When I read The Circle Maker by Mark Batterson this past year (I wrote several posts; the last one was 5 Takeaways From “The Circle Maker”), one section that struck me was the idea that as we age, we typically follow one of two paths: we either move toward memory or imagination.
Batterson writes …
Neuroimaging has shown that as we age, the center of cognitive gravity tends to shift from the imaginative right brain to the logical left brain. And this neurological tendency presents a grave spiritual danger. At some point, most of us stop living out of imagination and start living out of memory. Instead of creating the future, we start repeating the past. Instead of living by faith, we live by logic. (32) … As we age, either imagination overtakes memory or memory overtakes imagination. Imagination is the road less taken … (33)

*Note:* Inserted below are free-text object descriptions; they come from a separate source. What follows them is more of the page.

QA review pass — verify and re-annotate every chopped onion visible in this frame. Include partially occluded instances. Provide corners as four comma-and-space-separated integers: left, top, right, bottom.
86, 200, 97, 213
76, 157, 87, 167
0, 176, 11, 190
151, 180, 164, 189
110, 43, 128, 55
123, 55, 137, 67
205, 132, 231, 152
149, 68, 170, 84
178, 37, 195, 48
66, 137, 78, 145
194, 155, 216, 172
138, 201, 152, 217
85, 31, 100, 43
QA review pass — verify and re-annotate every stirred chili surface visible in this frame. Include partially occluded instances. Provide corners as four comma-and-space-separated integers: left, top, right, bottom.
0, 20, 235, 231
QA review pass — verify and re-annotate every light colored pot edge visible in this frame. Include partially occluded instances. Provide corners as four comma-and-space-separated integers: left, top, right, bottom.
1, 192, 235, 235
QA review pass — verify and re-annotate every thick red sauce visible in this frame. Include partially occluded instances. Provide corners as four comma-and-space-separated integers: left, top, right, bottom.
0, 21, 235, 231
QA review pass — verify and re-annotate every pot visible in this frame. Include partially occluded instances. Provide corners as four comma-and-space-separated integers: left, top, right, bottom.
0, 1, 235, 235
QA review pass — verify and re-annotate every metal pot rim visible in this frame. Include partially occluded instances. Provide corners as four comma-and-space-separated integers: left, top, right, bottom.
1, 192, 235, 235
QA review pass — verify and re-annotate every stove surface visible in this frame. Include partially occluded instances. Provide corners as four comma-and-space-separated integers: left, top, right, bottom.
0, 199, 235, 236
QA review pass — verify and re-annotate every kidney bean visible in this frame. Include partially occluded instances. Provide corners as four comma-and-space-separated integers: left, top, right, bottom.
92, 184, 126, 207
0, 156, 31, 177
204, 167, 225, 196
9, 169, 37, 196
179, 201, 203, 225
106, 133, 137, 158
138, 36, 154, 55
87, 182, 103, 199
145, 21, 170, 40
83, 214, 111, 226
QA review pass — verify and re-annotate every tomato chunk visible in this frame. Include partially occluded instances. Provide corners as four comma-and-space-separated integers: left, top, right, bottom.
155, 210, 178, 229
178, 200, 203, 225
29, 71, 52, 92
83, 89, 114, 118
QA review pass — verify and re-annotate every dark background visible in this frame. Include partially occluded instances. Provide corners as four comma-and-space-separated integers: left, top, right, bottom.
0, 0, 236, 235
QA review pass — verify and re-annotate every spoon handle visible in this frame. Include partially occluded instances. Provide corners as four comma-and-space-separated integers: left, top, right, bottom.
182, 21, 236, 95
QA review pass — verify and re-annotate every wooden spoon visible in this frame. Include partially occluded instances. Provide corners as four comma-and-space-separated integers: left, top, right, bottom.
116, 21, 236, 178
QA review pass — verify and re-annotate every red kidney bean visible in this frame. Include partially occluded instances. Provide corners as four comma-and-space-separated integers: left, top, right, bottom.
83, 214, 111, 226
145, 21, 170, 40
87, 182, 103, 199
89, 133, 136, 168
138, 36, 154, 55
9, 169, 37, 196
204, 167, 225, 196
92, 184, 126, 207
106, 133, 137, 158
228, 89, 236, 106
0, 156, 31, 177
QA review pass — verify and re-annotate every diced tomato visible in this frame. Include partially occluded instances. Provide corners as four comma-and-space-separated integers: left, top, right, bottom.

It’s often said that young people are naïve and idealistic, but as they grow older, they mature and move beyond their idealism. I can see this in my own life. As an early 20-something, I had some pretty big ministry-related dreams (I hope I still do).

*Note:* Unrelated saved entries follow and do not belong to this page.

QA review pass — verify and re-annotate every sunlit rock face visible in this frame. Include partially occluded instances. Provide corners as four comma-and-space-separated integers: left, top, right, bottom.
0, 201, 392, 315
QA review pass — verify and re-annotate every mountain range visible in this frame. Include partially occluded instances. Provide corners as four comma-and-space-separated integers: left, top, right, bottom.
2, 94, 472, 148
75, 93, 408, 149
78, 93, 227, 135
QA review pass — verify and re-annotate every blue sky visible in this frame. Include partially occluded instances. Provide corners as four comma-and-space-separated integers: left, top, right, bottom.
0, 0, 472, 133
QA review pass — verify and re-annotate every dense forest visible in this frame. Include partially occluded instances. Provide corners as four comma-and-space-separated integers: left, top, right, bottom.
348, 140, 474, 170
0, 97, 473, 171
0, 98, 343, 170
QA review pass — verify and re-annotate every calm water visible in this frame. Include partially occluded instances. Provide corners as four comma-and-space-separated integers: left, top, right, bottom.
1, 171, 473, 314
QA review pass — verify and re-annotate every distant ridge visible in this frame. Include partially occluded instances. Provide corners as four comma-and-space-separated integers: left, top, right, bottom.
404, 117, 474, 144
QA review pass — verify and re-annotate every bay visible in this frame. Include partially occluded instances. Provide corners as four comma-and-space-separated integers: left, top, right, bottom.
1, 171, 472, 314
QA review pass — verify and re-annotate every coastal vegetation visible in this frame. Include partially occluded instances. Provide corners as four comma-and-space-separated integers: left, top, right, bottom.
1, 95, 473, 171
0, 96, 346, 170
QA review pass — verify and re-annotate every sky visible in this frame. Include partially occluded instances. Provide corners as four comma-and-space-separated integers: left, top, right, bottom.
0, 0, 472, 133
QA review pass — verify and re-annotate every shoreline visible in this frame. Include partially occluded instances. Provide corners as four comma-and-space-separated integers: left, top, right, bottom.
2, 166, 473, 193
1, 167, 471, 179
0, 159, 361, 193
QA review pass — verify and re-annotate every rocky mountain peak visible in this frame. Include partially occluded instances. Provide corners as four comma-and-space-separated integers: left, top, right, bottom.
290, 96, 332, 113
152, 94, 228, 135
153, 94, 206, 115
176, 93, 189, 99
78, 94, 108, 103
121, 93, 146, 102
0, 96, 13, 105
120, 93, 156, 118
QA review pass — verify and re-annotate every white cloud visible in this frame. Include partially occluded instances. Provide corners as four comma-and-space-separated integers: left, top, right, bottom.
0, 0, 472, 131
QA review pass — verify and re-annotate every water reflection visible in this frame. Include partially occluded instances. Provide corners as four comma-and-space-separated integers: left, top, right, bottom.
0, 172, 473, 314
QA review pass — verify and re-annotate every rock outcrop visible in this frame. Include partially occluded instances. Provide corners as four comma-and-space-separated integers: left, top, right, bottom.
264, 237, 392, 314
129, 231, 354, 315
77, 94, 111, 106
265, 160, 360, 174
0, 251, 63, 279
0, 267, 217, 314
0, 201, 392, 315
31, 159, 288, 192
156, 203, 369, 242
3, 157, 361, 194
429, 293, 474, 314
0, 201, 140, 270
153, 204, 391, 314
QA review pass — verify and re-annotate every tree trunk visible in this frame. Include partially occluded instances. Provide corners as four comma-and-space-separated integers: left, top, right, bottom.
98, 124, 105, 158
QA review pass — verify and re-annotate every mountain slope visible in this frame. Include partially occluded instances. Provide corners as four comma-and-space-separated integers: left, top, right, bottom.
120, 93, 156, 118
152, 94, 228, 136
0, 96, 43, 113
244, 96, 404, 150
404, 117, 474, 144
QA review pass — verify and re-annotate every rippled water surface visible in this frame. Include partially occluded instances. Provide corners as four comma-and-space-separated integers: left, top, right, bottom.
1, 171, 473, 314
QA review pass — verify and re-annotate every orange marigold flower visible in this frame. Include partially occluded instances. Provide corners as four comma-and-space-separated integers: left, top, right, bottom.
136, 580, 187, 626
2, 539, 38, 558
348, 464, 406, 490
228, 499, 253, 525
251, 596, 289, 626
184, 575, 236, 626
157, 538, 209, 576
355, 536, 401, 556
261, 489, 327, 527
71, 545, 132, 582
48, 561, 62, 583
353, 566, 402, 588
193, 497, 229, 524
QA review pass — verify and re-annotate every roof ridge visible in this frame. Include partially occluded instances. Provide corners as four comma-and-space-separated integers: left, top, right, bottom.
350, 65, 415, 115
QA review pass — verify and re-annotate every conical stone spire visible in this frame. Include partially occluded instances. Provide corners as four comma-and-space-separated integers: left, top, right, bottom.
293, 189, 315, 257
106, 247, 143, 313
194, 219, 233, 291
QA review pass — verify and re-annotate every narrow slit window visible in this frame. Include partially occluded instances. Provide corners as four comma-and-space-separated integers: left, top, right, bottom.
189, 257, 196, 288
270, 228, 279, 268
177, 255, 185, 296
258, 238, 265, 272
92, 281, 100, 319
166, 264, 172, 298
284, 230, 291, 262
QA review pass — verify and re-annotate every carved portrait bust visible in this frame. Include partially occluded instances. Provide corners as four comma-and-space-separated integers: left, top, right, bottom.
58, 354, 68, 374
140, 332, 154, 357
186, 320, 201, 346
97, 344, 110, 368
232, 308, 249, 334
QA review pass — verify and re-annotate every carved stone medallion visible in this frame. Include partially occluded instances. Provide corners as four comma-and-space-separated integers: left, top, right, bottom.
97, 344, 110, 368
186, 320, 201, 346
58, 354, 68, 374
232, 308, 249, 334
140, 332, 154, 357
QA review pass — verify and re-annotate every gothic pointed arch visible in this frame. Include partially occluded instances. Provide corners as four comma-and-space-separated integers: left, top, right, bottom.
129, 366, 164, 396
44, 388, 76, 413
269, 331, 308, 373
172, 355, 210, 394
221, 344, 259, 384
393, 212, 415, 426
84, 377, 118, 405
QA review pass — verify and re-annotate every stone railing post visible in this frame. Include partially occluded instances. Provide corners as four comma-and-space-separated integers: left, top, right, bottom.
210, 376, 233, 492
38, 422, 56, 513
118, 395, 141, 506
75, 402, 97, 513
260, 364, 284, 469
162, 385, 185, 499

It’s hard to believe looking back more than 17 years ago when Joleen and I completed seminary in Tennessee and moved to Pennsylvania (for Joleen, it was moving back to PA), that we drove to North East, PA in a 20-foot Ryder truck pulling a car carrier without a place to move into and unload our stuff when we arrived at our destination!
This loss of idealism as we “grow up” is usually viewed as a good thing, but in many ways, it’s a bad thing. We should certainly mature through experience, but we must also guard against living out of memory instead of imagination.
Batterson describes imagination as “the pathway of prayer” (33) …
Prayer and imagination are directly proportional: the more you pray the bigger your imagination becomes because the Holy Spirit super-sizes it with God-sized dreams. One litmus test of spiritual maturity is whether your dreams are getting bigger or smaller. The older you get, the more faith you should have because you’ve experienced more of God’s faithfulness. (33)
There’s certainly nothing wrong with memories, but when the pull of the past becomes stronger than the pull of the future, we’re in trouble!
Are your dreams getting bigger or smaller?